Skyr is a strained yogurt that originated in Iceland. So it makes sense to start calling it by its Icelandic name – but there’s an interesting story behind how this happened.
While on a visit to New York City in late 2010, Björgólfur Thor Björgólfsson (the founder of the brand that makes Alvita® Icelandic style yogurt) ran into a problem – he couldn’t find his product on any supermarket shelves! Björgólfur was turned away by store managers who told him they didn’t carry “yogurt,” but when he tried to explain that his product was similar to Greek yogurt, they still refused to stock it.

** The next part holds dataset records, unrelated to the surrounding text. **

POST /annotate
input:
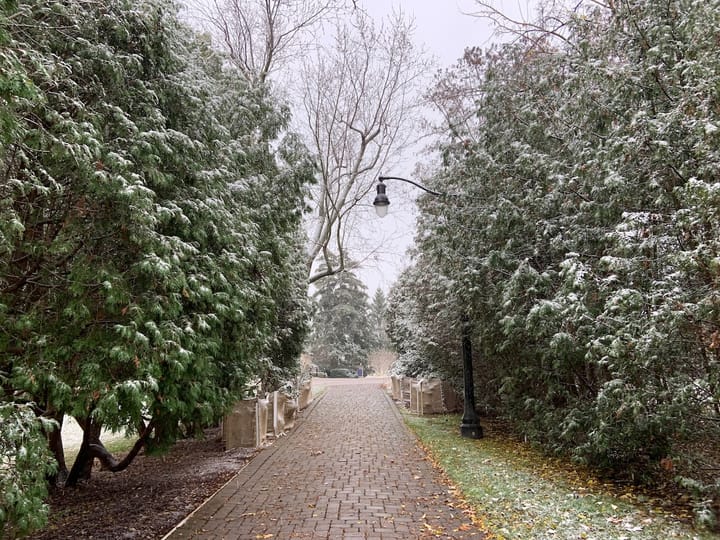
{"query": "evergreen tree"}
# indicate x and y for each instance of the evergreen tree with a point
(378, 309)
(146, 274)
(581, 228)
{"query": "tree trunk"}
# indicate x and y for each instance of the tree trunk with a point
(82, 468)
(56, 447)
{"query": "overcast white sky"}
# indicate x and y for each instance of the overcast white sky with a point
(444, 30)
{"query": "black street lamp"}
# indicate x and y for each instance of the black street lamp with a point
(469, 425)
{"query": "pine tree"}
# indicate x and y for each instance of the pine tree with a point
(341, 335)
(149, 227)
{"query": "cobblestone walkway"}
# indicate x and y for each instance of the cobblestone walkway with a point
(350, 469)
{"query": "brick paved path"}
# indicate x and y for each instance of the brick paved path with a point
(350, 469)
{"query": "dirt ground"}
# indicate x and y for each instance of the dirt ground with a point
(147, 499)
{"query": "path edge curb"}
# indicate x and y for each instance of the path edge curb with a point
(264, 453)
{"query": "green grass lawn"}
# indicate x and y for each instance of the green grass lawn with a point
(518, 493)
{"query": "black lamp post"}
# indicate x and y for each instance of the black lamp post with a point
(469, 425)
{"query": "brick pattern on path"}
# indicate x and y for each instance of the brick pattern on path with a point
(350, 469)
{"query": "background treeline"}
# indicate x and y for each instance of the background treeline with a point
(581, 234)
(151, 254)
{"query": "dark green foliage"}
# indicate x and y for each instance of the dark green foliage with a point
(580, 233)
(145, 272)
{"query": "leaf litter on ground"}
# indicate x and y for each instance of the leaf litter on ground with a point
(516, 492)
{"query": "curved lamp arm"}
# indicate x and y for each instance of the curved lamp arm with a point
(382, 202)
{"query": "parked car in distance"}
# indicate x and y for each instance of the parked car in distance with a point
(340, 373)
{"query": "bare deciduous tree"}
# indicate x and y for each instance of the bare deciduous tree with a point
(262, 35)
(361, 99)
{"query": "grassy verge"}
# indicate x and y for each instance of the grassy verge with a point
(517, 493)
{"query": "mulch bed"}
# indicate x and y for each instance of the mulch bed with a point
(147, 499)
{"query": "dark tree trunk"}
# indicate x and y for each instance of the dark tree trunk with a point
(82, 468)
(56, 447)
(92, 448)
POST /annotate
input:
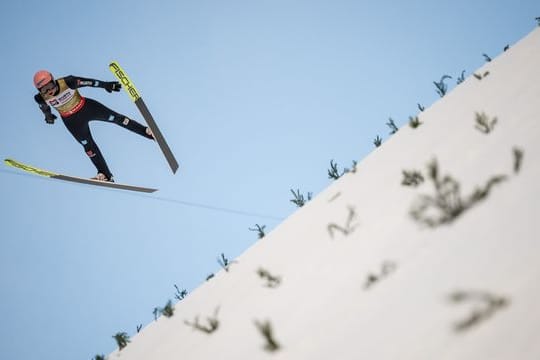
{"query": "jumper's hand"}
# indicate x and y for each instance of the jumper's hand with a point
(112, 86)
(49, 118)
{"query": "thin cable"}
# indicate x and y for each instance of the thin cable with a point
(164, 199)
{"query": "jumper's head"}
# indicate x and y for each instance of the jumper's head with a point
(44, 82)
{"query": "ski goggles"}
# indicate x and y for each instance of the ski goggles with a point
(47, 87)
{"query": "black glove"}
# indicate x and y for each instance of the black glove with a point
(49, 118)
(112, 86)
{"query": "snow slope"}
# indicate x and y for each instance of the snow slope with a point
(361, 279)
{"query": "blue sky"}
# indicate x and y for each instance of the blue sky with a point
(254, 97)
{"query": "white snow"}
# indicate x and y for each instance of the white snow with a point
(322, 309)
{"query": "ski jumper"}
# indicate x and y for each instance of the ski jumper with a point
(77, 111)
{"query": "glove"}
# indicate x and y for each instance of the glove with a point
(112, 86)
(49, 118)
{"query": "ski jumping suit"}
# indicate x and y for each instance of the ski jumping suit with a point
(77, 111)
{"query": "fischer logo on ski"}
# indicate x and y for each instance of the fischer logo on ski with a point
(124, 79)
(134, 94)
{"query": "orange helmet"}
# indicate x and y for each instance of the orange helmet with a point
(42, 77)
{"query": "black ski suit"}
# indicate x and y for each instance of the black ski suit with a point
(77, 111)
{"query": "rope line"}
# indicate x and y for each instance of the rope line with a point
(163, 199)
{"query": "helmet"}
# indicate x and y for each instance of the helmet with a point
(42, 77)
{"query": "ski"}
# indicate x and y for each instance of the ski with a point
(40, 172)
(135, 96)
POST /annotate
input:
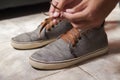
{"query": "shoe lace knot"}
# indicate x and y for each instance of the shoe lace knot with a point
(72, 36)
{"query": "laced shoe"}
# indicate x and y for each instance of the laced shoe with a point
(71, 48)
(45, 33)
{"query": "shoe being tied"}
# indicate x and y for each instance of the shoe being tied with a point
(71, 48)
(45, 33)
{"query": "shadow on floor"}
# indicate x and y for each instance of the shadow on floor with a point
(22, 11)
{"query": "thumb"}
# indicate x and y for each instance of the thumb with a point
(74, 17)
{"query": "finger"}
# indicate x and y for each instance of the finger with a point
(79, 7)
(52, 9)
(83, 25)
(60, 5)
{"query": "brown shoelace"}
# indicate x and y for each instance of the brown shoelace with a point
(72, 36)
(47, 23)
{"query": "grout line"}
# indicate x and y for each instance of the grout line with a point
(89, 73)
(50, 74)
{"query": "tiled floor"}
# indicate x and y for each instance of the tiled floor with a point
(14, 64)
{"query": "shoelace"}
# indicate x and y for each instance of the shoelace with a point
(47, 24)
(72, 36)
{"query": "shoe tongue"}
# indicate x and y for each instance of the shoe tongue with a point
(71, 36)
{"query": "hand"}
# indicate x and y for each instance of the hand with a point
(89, 13)
(61, 5)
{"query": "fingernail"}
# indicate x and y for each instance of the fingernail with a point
(56, 14)
(70, 11)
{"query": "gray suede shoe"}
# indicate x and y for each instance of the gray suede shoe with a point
(73, 47)
(43, 35)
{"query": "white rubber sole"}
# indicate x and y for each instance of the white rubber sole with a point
(30, 45)
(67, 63)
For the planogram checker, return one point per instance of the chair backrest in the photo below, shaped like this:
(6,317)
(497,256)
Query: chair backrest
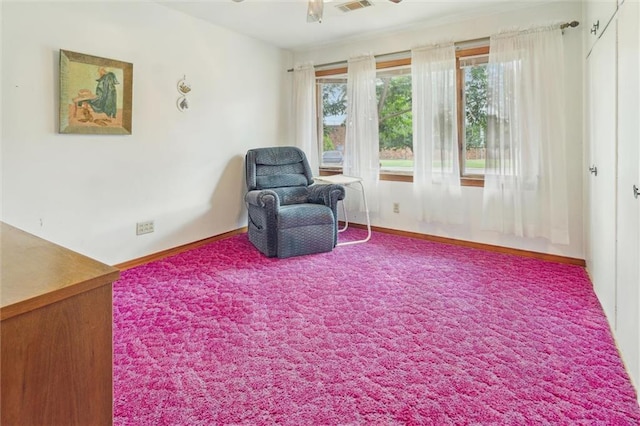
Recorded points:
(277,167)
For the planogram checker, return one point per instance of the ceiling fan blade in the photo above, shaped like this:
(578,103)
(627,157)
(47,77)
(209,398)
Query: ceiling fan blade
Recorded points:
(314,11)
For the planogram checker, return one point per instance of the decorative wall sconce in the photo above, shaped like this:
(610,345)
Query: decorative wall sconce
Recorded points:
(183,88)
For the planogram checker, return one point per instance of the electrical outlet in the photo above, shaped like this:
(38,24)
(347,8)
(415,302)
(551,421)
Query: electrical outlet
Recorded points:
(144,227)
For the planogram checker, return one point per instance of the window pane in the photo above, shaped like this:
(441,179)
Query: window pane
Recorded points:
(393,91)
(475,114)
(332,114)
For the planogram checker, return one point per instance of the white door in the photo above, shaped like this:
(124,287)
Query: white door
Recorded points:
(602,186)
(628,210)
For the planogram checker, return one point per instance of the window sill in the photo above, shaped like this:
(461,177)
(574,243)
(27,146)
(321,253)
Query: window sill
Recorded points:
(404,177)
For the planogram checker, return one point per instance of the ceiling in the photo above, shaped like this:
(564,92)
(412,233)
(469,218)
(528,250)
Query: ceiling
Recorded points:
(283,22)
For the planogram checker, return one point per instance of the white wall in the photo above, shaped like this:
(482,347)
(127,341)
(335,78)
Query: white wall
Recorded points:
(182,170)
(399,192)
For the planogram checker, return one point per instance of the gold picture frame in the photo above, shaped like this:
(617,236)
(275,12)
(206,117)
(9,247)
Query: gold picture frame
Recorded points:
(95,94)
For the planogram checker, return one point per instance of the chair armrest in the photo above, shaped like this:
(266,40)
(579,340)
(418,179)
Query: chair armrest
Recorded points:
(264,198)
(329,195)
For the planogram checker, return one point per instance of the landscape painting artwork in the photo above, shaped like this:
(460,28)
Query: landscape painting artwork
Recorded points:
(95,94)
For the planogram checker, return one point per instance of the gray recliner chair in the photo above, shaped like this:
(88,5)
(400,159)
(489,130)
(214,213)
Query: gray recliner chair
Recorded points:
(288,215)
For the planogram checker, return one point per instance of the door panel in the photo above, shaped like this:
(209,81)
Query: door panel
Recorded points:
(628,210)
(602,187)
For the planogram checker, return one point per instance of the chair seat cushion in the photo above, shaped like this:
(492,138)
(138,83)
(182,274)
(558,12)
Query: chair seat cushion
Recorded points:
(296,215)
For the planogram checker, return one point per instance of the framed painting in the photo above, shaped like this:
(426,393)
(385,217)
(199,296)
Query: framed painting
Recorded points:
(95,94)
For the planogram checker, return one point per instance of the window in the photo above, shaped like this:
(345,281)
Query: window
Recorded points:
(472,110)
(393,91)
(332,116)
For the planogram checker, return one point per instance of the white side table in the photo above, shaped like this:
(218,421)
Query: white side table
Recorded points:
(349,181)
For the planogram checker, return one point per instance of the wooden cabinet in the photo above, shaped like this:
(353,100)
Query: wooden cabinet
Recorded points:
(55,335)
(613,215)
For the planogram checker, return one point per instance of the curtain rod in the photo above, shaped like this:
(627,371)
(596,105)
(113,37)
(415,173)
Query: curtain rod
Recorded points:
(571,24)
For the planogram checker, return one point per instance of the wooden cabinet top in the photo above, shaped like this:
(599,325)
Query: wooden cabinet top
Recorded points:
(35,272)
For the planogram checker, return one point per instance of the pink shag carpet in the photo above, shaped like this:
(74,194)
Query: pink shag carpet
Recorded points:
(394,331)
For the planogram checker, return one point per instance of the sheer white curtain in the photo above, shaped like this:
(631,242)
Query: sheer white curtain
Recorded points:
(436,166)
(361,151)
(525,191)
(304,110)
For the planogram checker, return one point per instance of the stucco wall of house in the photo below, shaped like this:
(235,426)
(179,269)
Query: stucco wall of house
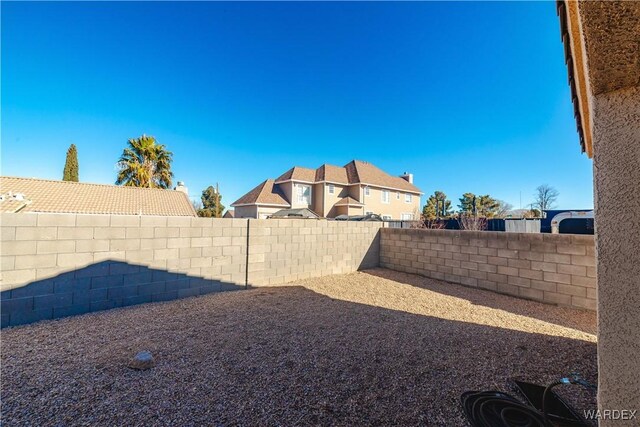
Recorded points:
(616,137)
(395,208)
(341,191)
(318,199)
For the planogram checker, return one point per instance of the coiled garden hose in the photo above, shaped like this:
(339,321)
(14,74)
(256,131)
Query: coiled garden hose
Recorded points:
(497,409)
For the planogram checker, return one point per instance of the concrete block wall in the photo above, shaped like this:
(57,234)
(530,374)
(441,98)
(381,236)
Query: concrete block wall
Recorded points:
(552,268)
(54,265)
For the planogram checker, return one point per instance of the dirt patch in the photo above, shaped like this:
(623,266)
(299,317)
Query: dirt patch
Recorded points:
(369,348)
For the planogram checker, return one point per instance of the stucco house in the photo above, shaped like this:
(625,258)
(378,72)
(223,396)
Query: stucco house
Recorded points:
(601,40)
(358,188)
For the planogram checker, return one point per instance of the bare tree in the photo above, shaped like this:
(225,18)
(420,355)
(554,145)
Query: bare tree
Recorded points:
(503,209)
(472,222)
(545,198)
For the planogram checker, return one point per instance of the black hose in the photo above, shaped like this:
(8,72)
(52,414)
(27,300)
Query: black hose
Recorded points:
(497,409)
(544,398)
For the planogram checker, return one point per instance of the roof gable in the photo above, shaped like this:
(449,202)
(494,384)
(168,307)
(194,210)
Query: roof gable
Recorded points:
(266,193)
(366,173)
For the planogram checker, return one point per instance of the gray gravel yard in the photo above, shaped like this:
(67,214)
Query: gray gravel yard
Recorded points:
(369,348)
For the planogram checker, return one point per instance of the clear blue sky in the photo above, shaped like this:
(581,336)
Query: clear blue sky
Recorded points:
(468,96)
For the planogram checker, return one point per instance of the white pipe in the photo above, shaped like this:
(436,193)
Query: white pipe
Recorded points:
(555,221)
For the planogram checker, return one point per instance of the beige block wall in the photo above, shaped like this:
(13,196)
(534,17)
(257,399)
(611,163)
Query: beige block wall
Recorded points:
(55,265)
(285,250)
(552,268)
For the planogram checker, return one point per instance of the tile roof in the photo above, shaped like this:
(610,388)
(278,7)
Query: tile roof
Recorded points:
(299,174)
(366,173)
(355,172)
(332,173)
(348,201)
(74,197)
(264,194)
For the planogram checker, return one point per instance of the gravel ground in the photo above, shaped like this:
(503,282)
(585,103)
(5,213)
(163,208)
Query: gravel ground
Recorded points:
(369,348)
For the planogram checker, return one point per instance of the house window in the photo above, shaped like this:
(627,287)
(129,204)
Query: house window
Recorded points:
(304,194)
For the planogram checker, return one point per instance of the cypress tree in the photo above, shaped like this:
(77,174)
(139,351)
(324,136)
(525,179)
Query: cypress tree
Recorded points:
(71,165)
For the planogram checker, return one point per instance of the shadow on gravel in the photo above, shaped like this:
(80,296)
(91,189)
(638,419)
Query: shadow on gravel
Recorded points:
(269,356)
(561,316)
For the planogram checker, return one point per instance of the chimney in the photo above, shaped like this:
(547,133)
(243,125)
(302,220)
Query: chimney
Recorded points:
(407,177)
(181,187)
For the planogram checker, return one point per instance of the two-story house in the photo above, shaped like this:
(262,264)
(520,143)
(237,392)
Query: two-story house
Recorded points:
(358,188)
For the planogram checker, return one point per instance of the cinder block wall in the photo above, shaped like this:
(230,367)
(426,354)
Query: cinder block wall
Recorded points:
(552,268)
(55,265)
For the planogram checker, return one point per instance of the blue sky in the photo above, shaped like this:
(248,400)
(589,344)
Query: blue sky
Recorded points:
(468,96)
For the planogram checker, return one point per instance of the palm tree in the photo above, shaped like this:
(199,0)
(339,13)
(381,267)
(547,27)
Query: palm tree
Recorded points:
(145,164)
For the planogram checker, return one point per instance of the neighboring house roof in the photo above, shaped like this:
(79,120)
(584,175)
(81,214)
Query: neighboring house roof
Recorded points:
(366,173)
(266,193)
(50,196)
(348,201)
(297,173)
(353,173)
(295,213)
(332,173)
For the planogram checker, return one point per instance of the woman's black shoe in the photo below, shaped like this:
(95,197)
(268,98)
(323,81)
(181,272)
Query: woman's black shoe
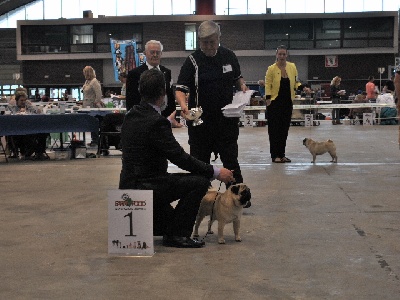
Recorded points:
(181,242)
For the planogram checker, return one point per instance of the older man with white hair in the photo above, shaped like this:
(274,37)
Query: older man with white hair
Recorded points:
(153,52)
(208,75)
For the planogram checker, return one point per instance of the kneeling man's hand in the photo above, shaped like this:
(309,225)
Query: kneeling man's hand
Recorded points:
(225,175)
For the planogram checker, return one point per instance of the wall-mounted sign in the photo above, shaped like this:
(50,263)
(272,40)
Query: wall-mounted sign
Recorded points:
(331,61)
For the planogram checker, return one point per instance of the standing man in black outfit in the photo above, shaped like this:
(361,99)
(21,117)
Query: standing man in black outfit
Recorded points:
(217,70)
(153,52)
(147,145)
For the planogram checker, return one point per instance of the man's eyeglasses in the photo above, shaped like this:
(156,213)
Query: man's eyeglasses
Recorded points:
(154,52)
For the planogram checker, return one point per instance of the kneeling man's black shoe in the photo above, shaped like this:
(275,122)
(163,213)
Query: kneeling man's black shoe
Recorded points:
(181,242)
(248,204)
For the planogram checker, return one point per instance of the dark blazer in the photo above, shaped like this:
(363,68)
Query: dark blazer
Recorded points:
(132,88)
(147,145)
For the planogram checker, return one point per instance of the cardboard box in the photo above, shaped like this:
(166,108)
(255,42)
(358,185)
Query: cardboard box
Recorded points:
(62,153)
(80,152)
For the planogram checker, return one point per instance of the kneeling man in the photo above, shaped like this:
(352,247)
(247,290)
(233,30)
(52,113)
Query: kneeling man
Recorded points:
(147,145)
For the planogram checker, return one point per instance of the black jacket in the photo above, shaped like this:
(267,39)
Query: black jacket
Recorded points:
(147,145)
(132,88)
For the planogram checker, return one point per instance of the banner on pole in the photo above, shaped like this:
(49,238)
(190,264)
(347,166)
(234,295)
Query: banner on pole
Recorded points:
(124,56)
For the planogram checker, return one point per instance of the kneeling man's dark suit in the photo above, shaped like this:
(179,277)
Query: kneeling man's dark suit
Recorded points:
(147,145)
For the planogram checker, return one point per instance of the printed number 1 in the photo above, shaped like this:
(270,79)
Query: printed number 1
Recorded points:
(130,225)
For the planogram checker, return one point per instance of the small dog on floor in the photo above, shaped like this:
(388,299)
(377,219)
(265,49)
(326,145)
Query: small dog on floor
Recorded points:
(319,148)
(224,207)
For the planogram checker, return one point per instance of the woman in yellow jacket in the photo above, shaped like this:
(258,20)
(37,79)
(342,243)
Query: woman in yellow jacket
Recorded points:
(280,85)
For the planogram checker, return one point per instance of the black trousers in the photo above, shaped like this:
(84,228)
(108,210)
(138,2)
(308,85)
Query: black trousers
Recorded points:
(219,135)
(336,111)
(279,114)
(187,188)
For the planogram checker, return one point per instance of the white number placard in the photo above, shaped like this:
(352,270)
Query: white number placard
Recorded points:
(248,121)
(367,119)
(130,222)
(308,120)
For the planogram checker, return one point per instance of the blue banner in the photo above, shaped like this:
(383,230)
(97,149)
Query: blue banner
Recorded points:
(124,56)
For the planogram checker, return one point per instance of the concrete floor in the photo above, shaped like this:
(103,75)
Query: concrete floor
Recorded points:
(315,231)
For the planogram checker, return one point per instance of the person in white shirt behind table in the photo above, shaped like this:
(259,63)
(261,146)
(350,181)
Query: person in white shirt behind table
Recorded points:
(29,146)
(92,96)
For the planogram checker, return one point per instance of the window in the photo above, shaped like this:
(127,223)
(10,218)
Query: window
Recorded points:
(190,37)
(295,34)
(82,38)
(44,39)
(103,33)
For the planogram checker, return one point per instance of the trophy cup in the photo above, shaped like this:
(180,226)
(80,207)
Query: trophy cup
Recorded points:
(194,115)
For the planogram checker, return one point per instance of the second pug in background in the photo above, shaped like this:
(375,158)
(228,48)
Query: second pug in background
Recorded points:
(319,148)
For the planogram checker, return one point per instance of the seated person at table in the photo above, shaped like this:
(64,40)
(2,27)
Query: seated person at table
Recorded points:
(29,144)
(147,145)
(358,112)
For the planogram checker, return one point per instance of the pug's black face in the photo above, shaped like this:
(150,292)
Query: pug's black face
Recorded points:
(243,191)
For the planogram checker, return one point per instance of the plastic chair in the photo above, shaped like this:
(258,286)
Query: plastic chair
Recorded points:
(110,133)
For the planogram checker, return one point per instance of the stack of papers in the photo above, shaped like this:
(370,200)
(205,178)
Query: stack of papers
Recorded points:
(240,100)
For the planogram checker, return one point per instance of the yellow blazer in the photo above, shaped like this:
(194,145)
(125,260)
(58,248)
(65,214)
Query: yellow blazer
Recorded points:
(273,80)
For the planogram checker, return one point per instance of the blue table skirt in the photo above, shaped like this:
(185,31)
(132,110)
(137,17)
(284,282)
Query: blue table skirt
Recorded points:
(30,124)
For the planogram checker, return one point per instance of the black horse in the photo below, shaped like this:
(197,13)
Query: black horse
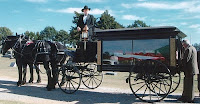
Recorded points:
(16,43)
(49,54)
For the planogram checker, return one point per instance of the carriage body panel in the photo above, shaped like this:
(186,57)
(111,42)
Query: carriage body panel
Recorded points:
(121,49)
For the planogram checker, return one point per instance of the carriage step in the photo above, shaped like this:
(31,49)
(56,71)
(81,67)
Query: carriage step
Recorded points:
(127,80)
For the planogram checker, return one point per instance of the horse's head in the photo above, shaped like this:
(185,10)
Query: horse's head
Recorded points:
(8,42)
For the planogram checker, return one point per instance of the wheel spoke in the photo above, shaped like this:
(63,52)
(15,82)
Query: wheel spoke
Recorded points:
(137,83)
(144,92)
(154,91)
(140,88)
(66,86)
(159,88)
(74,81)
(89,81)
(97,79)
(86,79)
(72,85)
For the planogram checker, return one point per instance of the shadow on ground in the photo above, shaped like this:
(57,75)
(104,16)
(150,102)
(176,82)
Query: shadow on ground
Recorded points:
(83,97)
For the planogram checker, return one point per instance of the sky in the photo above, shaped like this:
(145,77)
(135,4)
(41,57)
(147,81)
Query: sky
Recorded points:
(35,15)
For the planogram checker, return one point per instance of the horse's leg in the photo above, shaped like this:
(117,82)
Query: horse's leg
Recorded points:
(31,73)
(24,73)
(48,71)
(19,65)
(38,73)
(54,73)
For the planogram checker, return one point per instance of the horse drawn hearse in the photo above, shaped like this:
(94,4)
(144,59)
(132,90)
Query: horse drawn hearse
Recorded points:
(152,56)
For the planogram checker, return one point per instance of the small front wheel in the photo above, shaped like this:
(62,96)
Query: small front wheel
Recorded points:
(91,78)
(69,79)
(150,80)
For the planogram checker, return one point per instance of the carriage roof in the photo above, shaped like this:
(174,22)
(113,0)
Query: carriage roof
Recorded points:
(139,33)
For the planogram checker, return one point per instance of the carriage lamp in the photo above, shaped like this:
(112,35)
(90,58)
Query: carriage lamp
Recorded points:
(84,36)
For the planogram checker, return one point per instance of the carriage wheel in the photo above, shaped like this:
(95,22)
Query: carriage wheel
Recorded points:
(69,79)
(91,78)
(150,80)
(176,79)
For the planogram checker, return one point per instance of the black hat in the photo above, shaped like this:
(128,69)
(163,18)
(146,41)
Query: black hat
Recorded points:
(85,7)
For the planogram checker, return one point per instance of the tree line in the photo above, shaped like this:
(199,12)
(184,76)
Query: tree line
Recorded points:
(105,21)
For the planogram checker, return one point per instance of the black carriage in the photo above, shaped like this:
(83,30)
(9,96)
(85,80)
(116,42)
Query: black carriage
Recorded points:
(152,56)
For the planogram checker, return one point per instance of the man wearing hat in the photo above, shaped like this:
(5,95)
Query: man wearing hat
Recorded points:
(86,22)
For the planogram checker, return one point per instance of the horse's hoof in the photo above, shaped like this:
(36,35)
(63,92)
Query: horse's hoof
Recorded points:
(62,83)
(23,83)
(30,81)
(48,89)
(38,81)
(19,84)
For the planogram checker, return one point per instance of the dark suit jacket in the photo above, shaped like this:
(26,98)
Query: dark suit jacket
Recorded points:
(190,61)
(89,23)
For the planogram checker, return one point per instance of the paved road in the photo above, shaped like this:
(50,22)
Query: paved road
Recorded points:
(37,94)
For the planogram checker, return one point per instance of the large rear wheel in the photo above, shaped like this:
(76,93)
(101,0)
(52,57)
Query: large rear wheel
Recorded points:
(150,80)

The situation made no sense to him, so Björgólfur. He enlisted the help of a savvy friend who had recently graduated from Columbia University and was familiar with which words Americans used in their everyday language. Together they came up with a new term for Icelandic-style yogurt –skyr.
Björgólfur made a few calls to the grocery store chains in New York City, and within weeks, his product was being stocked. And now you can find skyr in specialty stores all around the U.S., including some Whole Foods Markets.